How Does a Working Capital Loan Work?
So, how exactly do working capital loans work? Let’s take a closer look.
What is a Working Capital Loan For?
Most business loans, such as business term loans or equipment financing, are meant to cover a significant, long-term investment. Working capital loans, on the other hand, are for smaller, short-term investments and everyday operations. Since the investments are smaller, it may take longer for business owners to see any significant ROI. That’s why the fixed payment schedule of a business term loan doesn’t work in these situations. When you choose FDF, we’ll work out a repayment schedule that will work best for you and your business.
Now, the term “working capital loan” refers to a very broad category. Within this category, there are several sub-categories. Below are some of your working capital loan options.
Short Term Working Capital Loan – the most common choice. If you only need a small amount of funding, – say a few thousand dollars or so – then this type of funding could serve you well. This business loan is based on the daily and/or monthly costs of running your business. You would pay back your business loan in as little as a few months, and the frequency of your repayments can vary depending on your situation.
Merchant Cash Advance – Just like a term business loan, a merchant cash advance provides you with a lump sum of money. Unlike a term business loan, however, this type of financing doesn’t have a fixed repayment schedule. Instead, you pay back your merchant cash advance with a portion of your credit and debit card sales. If your business has consistent credit and debit card revenue, then this option may be the best choice for you.
Accounts Receivable Factoring option. This is often the best choice for borrowers with unpaid invoices and receivables. We can purchase your unpaid receivables for a discount and then pay you, the borrower, right away.

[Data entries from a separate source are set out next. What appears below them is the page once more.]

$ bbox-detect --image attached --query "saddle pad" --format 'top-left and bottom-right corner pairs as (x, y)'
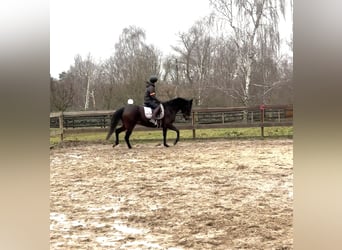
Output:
(144, 104), (164, 120)
(144, 107), (152, 119)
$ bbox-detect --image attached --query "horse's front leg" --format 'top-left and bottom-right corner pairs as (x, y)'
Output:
(164, 124), (179, 145)
(163, 127), (169, 147)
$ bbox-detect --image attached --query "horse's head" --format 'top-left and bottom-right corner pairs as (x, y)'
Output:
(181, 99), (192, 120)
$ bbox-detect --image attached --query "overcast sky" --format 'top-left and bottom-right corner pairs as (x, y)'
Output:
(50, 0), (292, 78)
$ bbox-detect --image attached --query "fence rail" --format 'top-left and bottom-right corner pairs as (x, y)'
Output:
(50, 105), (293, 140)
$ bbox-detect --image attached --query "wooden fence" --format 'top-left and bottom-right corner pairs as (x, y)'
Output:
(50, 105), (293, 140)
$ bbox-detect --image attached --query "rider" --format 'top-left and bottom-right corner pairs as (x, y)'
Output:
(144, 76), (160, 124)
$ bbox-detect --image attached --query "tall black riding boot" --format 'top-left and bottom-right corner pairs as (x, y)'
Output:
(152, 105), (160, 120)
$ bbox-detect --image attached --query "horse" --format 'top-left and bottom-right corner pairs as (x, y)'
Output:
(106, 97), (192, 149)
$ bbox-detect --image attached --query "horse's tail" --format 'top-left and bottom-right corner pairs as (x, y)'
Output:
(106, 107), (124, 140)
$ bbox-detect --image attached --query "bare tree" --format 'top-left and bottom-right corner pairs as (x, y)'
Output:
(50, 72), (74, 111)
(172, 16), (215, 106)
(110, 26), (161, 103)
(74, 53), (99, 110)
(210, 0), (285, 106)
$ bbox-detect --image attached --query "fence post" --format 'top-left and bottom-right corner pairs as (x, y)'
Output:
(191, 111), (196, 139)
(260, 104), (265, 137)
(58, 112), (64, 141)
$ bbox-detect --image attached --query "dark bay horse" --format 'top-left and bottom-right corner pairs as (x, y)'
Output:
(106, 97), (192, 148)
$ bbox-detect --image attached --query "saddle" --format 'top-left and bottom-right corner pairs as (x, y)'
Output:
(144, 104), (164, 120)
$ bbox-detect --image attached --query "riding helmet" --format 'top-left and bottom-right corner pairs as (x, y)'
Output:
(150, 76), (158, 83)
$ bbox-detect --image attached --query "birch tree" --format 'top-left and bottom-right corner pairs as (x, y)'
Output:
(74, 53), (98, 110)
(210, 0), (285, 106)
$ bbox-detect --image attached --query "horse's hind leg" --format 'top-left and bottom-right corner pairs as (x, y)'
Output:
(113, 126), (126, 147)
(125, 130), (132, 148)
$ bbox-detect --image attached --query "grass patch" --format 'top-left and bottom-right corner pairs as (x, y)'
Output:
(50, 127), (293, 145)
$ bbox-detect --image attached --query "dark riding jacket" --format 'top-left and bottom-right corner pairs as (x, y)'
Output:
(144, 82), (160, 109)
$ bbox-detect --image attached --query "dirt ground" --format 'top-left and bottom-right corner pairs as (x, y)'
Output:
(50, 139), (293, 250)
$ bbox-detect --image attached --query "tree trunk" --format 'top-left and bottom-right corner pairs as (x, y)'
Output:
(84, 77), (90, 110)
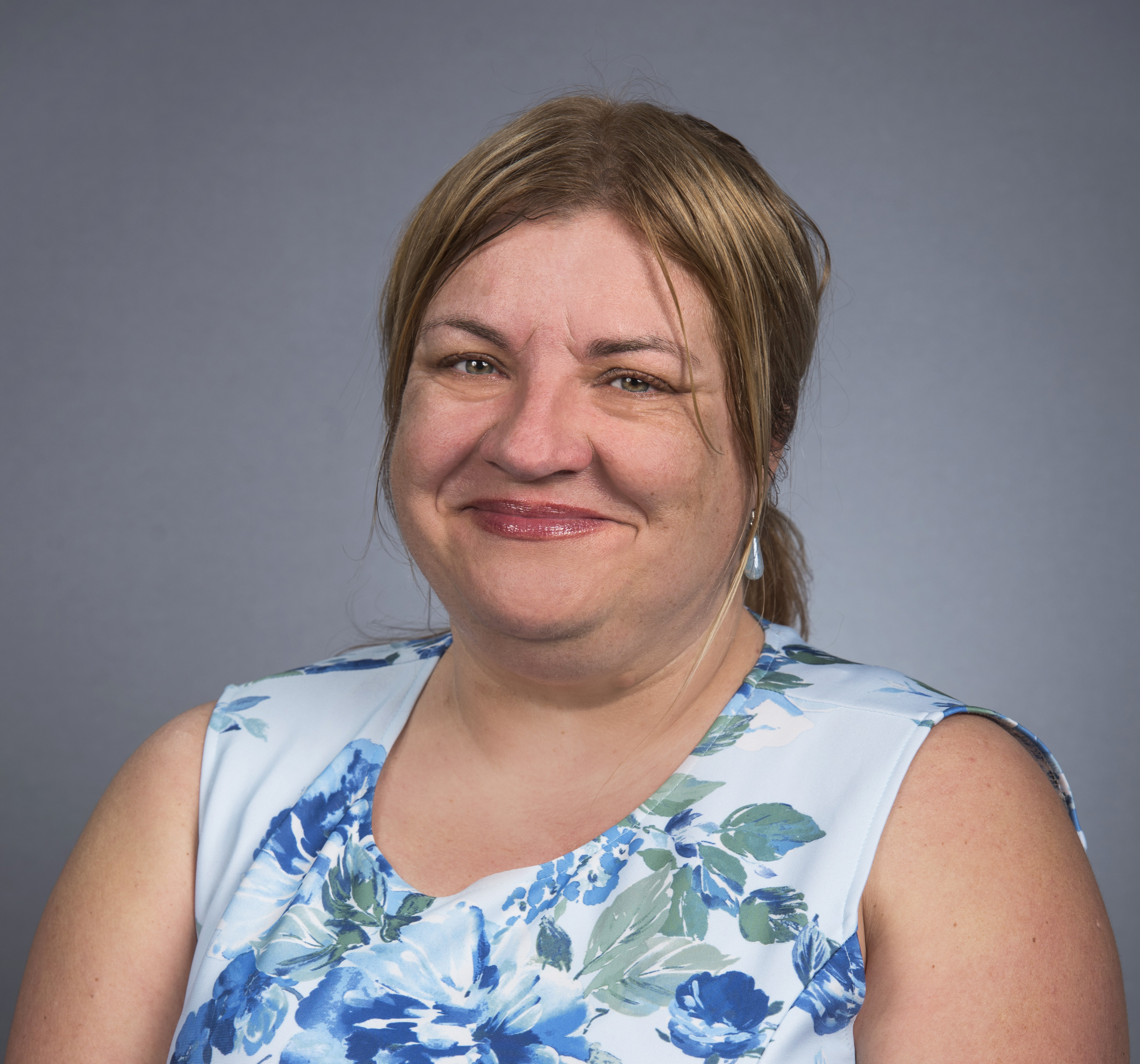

Working Capital Line of Credit – This is a more flexible option that gives you access to a pool of funds, without having to borrow a lump sum that you’ll have to repay interest on. You can use as much or as little as you need, only when you need it, and pay interest on what you borrow.
SBA Loans – These loans are guaranteed by the Small Business Administration for those who are approved, and meant for anyone looking to refinance working capital needs.